Na zakończenie zjedliśmy obiad w Manfredonii, odbyliśmy spacer po mieście, w czasie którego skosztowaliśmy włoskich lodów na deser. Był również czas na zakup pamiątek i upominków dla rodzin.
Wieczorem na wszystkich uczestników Projektu czekała pożegnalna kolacja, przygotowana przez nauczycieli i rodziców. Byliśmy pod wrażeniem wielkiej gościnności i serdeczności włoskich przyjaciół. Wszyscy uczestnicy Projektu Erasmus+ otrzymali certyfikaty uczestnictwa, a także wspaniałe upominki- ręcznie zdobione talerze, Wieczór upłynął na wspólnych tańcach, śpiewach- w tym na wykonaniu tradycyjnych piosenek i tańców ze wszystkich krajów uczestniczących w Projekcie.
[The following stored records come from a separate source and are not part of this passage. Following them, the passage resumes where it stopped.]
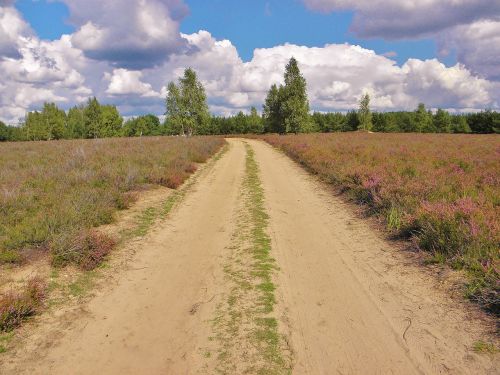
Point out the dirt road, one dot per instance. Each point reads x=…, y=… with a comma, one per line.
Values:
x=201, y=295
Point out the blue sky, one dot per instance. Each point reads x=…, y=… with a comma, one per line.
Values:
x=251, y=24
x=442, y=53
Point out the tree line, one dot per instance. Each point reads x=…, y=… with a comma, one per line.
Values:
x=286, y=110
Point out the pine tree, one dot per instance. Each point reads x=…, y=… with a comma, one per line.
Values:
x=364, y=113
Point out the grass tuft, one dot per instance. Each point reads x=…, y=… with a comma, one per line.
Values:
x=17, y=307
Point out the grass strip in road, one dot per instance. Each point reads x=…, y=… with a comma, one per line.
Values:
x=245, y=327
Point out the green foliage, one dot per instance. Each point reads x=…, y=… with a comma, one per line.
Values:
x=53, y=194
x=92, y=118
x=111, y=123
x=4, y=132
x=186, y=105
x=273, y=114
x=75, y=126
x=460, y=125
x=364, y=113
x=45, y=125
x=442, y=121
x=423, y=120
x=294, y=103
x=147, y=125
x=286, y=109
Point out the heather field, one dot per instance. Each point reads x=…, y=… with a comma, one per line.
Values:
x=440, y=191
x=53, y=193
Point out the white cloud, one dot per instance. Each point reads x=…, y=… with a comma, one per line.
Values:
x=38, y=70
x=131, y=34
x=12, y=27
x=477, y=46
x=126, y=82
x=337, y=74
x=396, y=19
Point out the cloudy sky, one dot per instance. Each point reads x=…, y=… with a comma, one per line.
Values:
x=445, y=53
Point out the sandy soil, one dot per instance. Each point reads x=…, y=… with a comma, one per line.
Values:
x=348, y=302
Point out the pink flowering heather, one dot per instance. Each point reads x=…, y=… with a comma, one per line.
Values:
x=444, y=189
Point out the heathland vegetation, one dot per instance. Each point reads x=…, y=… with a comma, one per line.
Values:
x=286, y=110
x=53, y=194
x=439, y=191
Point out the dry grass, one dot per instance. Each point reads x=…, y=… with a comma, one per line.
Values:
x=442, y=191
x=53, y=193
x=17, y=307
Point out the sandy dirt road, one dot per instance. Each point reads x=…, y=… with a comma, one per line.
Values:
x=347, y=302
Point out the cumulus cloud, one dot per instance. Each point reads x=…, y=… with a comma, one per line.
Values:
x=125, y=82
x=69, y=70
x=12, y=27
x=477, y=46
x=138, y=34
x=37, y=71
x=396, y=19
x=337, y=75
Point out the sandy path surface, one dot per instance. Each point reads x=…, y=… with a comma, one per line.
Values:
x=349, y=304
x=347, y=301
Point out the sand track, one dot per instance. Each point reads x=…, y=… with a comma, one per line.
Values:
x=347, y=301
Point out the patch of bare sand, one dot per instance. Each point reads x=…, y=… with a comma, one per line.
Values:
x=350, y=302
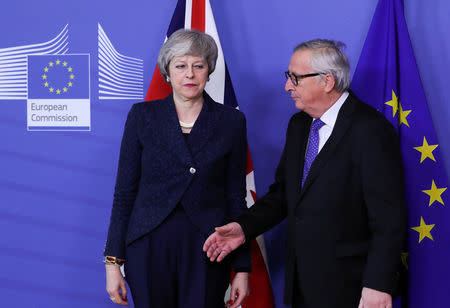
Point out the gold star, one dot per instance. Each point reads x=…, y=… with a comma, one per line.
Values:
x=435, y=193
x=393, y=103
x=424, y=230
x=404, y=257
x=402, y=116
x=426, y=150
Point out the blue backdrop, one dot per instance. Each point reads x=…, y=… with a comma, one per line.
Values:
x=57, y=186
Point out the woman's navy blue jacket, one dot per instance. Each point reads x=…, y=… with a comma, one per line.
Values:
x=159, y=168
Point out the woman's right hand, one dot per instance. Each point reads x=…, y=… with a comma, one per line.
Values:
x=114, y=283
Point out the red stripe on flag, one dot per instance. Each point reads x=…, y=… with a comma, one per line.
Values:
x=260, y=285
x=198, y=15
x=249, y=162
x=158, y=88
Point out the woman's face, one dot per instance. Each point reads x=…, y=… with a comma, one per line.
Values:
x=188, y=76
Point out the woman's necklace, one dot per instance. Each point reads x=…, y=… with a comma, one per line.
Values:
x=186, y=125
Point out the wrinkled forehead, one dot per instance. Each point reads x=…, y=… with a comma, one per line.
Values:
x=300, y=62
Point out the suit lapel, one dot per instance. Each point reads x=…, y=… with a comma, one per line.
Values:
x=204, y=126
x=171, y=131
x=343, y=123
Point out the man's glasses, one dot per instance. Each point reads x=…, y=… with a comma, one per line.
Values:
x=296, y=78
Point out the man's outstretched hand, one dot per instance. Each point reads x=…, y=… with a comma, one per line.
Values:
x=226, y=239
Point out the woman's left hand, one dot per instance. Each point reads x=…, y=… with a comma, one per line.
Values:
x=239, y=290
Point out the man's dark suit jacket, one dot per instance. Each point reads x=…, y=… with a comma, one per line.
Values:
x=159, y=168
x=345, y=227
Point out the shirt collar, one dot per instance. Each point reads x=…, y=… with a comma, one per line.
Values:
x=330, y=116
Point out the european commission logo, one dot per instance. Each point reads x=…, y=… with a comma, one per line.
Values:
x=58, y=92
x=56, y=84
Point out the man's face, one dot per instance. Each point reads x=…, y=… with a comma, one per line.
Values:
x=308, y=95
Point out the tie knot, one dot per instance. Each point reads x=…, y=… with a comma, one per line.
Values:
x=317, y=124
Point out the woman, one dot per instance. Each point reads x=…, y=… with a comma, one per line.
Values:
x=181, y=173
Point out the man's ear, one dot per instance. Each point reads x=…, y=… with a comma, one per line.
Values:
x=329, y=81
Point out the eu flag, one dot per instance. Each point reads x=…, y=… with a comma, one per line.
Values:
x=387, y=78
x=58, y=77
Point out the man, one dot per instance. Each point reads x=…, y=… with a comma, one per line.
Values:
x=340, y=185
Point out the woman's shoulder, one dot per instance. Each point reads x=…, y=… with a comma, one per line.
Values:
x=230, y=112
x=148, y=105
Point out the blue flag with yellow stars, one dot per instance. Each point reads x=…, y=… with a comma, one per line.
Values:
x=387, y=78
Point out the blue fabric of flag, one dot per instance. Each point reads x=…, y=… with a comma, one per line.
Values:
x=58, y=77
x=387, y=78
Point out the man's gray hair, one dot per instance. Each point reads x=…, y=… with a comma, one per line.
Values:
x=187, y=42
x=327, y=57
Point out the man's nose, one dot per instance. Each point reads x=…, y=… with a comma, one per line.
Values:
x=288, y=86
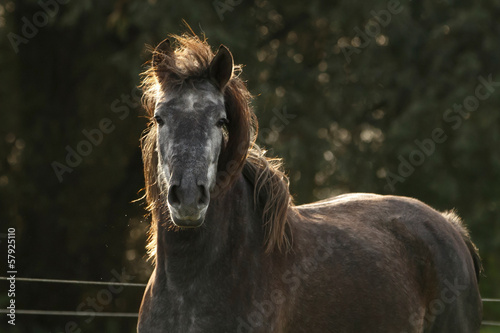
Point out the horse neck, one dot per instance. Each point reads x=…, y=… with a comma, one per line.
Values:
x=230, y=233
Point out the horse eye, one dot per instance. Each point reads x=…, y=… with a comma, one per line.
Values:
x=158, y=120
x=222, y=122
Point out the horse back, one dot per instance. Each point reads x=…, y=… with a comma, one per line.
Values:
x=387, y=262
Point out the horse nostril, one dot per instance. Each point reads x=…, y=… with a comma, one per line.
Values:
x=204, y=196
x=173, y=197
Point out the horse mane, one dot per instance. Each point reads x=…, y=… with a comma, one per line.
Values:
x=190, y=61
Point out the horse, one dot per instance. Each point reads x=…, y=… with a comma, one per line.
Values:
x=233, y=253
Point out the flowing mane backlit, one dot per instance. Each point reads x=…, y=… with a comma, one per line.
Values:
x=240, y=155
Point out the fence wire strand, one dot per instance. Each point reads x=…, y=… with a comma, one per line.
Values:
x=120, y=314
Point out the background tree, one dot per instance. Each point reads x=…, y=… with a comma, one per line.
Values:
x=352, y=94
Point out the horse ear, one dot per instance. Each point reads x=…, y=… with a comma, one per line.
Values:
x=221, y=67
x=160, y=54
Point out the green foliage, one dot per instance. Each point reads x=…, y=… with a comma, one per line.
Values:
x=359, y=81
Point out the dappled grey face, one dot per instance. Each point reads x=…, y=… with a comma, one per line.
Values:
x=190, y=125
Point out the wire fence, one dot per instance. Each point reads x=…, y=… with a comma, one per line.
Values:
x=123, y=314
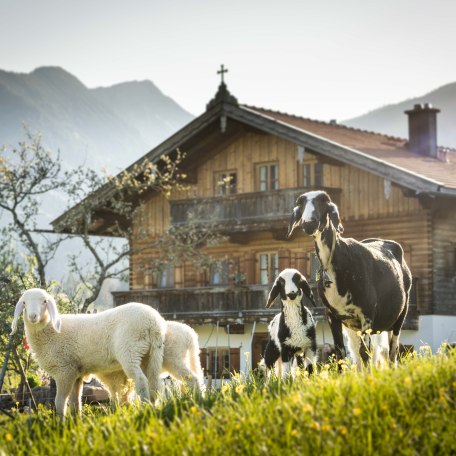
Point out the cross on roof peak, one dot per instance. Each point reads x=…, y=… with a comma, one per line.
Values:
x=222, y=71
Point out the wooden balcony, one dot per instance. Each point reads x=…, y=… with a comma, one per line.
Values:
x=257, y=211
x=241, y=304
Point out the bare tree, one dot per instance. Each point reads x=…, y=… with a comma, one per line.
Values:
x=101, y=210
x=28, y=173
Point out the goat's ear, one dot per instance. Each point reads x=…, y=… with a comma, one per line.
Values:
x=305, y=287
x=53, y=313
x=17, y=312
x=333, y=213
x=275, y=290
x=295, y=220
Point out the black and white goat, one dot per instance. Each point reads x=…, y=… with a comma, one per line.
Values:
x=364, y=285
x=292, y=331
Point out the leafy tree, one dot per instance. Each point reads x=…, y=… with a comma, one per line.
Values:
x=30, y=173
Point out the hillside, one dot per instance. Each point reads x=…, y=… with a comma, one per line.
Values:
x=103, y=127
x=391, y=119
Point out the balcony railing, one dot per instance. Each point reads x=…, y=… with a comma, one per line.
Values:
x=239, y=212
x=241, y=304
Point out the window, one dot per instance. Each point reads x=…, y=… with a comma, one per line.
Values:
x=267, y=177
x=225, y=183
x=219, y=273
x=268, y=267
x=314, y=267
x=166, y=277
x=310, y=175
x=318, y=174
x=220, y=362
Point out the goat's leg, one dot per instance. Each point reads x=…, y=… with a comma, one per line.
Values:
x=336, y=329
x=310, y=361
x=287, y=356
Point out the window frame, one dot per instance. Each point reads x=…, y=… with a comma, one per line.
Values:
x=268, y=183
x=225, y=188
x=272, y=267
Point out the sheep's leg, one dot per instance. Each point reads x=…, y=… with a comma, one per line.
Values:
x=75, y=396
x=195, y=367
x=183, y=373
x=153, y=370
x=310, y=361
x=64, y=388
x=116, y=383
x=271, y=354
x=132, y=369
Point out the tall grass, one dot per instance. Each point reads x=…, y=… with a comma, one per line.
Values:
x=408, y=410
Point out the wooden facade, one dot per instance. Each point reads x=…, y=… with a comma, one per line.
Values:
x=246, y=166
x=256, y=221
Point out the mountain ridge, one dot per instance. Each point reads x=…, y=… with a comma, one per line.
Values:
x=391, y=119
x=108, y=127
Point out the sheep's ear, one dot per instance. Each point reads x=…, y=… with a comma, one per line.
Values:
x=305, y=287
x=53, y=313
x=334, y=217
x=275, y=290
x=17, y=313
x=295, y=220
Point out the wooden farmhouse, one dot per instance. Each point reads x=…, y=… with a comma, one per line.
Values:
x=246, y=166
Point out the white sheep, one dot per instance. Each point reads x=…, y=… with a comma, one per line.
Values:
x=128, y=338
x=181, y=360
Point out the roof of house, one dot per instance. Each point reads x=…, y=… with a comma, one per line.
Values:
x=390, y=149
x=379, y=154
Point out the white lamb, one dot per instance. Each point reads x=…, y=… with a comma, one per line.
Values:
x=180, y=360
x=128, y=338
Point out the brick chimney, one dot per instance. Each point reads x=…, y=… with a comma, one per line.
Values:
x=423, y=130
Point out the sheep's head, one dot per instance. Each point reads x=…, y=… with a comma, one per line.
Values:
x=313, y=212
x=290, y=285
x=38, y=306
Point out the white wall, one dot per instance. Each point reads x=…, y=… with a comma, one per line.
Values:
x=209, y=337
x=433, y=331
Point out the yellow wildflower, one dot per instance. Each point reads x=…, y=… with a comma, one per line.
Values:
x=240, y=388
x=357, y=411
x=307, y=408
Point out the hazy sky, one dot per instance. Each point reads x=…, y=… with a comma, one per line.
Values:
x=324, y=59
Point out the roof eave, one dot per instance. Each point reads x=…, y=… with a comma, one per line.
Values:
x=171, y=144
x=336, y=151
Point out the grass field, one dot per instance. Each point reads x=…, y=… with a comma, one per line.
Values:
x=408, y=410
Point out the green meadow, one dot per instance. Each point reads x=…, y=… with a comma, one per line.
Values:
x=405, y=410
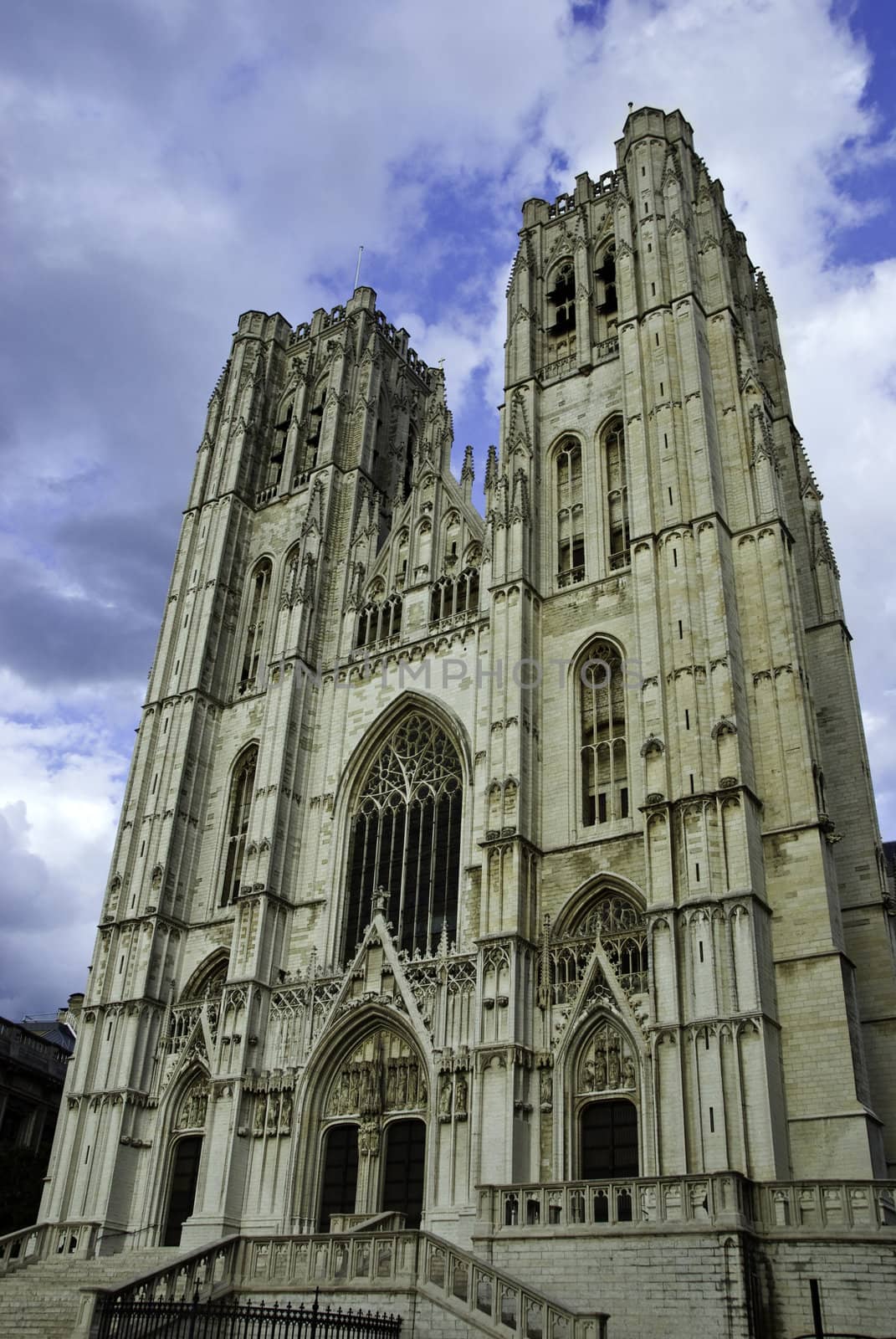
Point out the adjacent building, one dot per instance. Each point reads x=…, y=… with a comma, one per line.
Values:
x=515, y=872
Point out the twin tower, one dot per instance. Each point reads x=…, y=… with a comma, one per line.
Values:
x=469, y=852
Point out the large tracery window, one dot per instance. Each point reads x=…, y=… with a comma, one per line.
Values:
x=622, y=930
x=563, y=300
x=602, y=720
x=252, y=646
x=241, y=792
x=617, y=480
x=406, y=837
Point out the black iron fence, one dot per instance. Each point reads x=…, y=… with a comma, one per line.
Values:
x=126, y=1318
Gospodarze pożegnali nas wspaniałym tortem, pięknie udekorowanym motywami Projektu i pożegnaniem w każdym języku. Nie sposób było się nie wzruszyć, patrząc na to, w jaki sposób zintegrowały się ze sobą wszystkie dzieci. Okazało się, że dla prawdziwych przyjaźni nie istnieją żadne bariery.
W sobotę, bardzo wczesnym rankiem, bo tuż po czwartej, pożegnaliśmy gościnne San Marco in Lamis i rodziny, z którymi nasi uczniowie bardzo zżyli się przez te kilka dni pobytu. O 10.35 odlecieliśmy samolotem i tuż przed trzynastą powitała nas mglista i chłodna polska aura. Jak to dobrze że rozgrzało nas powitanie naszych stęsknionych Rodziców i Rodzin.
Dobrze być znów w domu i swojej szkole, choć Włoch i włoskich przyjaciół nigdy nie zapomnimy.
Uczennice spędziły ten tydzień pod opieką Pani Dyrektor Elżbiety Głodek oraz Pani Alicji Soszki i Pani Ewy Karczmarczyk.